With the days of Blink-182 behind him, Tom DeLonge has started focusing on a new project in life. After treating it as a hobby that began in his youth, the musician has set a course of proving the existence of extraterrestrial life. Earlier this year, Donald Trump's Pentagon declassified a batch of videotapes that include something UFO hunters claim is cold, hard evidence proving the existence of life outside of Earth. According to DeLonge, he and his circle have helped set up briefings with the White House in an effort to provide transparency to the masses.
After rumors surfaced aplenty in the closing days of the Barack Obama administration, DeLonge says he made sure the incoming group of officials knew what they were in for. “I don’t know what he [Trump] knows, but I do know that we helped set up briefings for the White House," DeLonge tells the Guardian about his efforts.

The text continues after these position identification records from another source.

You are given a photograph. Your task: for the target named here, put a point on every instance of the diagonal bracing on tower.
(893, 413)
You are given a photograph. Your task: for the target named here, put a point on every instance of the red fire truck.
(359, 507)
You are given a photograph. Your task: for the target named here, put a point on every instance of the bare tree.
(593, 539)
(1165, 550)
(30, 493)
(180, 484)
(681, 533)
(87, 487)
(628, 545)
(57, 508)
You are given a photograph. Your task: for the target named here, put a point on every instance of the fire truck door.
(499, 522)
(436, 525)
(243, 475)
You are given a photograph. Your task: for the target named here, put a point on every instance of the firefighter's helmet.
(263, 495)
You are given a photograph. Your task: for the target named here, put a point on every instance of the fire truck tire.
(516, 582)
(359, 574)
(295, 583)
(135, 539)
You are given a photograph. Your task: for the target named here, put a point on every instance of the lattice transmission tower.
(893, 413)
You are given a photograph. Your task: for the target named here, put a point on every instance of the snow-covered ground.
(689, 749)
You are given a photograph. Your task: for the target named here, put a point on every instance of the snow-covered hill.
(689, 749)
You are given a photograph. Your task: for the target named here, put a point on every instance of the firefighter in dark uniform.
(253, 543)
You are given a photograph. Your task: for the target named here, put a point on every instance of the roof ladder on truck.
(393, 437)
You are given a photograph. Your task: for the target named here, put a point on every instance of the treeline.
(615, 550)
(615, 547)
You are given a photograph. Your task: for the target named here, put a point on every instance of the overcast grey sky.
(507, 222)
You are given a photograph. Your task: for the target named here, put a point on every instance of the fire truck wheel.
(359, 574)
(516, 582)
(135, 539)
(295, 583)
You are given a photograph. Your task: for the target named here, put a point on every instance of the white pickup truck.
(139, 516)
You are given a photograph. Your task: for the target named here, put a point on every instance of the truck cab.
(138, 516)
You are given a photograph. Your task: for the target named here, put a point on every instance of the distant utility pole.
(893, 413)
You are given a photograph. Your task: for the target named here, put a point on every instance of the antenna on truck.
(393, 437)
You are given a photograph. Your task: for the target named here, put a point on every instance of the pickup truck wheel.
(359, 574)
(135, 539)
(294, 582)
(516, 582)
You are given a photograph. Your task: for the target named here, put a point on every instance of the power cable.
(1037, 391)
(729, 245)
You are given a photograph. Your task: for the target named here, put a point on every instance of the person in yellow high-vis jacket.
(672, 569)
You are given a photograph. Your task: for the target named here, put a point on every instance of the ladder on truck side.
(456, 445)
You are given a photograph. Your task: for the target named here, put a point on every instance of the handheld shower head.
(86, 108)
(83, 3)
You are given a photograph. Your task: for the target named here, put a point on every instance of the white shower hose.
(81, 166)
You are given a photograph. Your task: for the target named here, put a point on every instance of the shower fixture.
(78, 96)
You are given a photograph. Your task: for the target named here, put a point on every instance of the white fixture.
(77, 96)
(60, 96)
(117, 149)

The world of UFOs and UAPs — unidentified aerial phenomenon, a new term coined in part by the United State government — isn't something entirely new to the musician. He's had an invested interest since grade school and after Blink's first big payday, he went out and bought himself a computer so he could get even further entrenched in the topic.
According to DeLonge, people "need to buckle up and open their minds" about the topic. “It’s not conspiratorial," he adds. "Anybody can go on to the CIA website and read thousands of reports. There’s just a vacuum of conversation. Our government has had decades of the very difficult burden of dealing with something that is extremely advanced but poorly understood. They need time to dig into this, to understand it, to gather data and analyze it.”
The tapes released earlier this year show pilots chasing a UAP, confirming they — or anyone in their immediate organizational chart — were unsure of what the craft was. In the same interview, DeLonge let on he knew quite a bit of the stuff Trump's administration is still holding back, admitting he couldn't share it because it was a matter of national security.
"I thought I knew most of the unnerving parts, then I was briefed on something and I didn’t sleep for three nights," DeLonge concludes. "I think what’s going to come is a greater understanding of who we are and where we need to go. And that excites me, because I do believe something beautiful can come from something so unnerving.”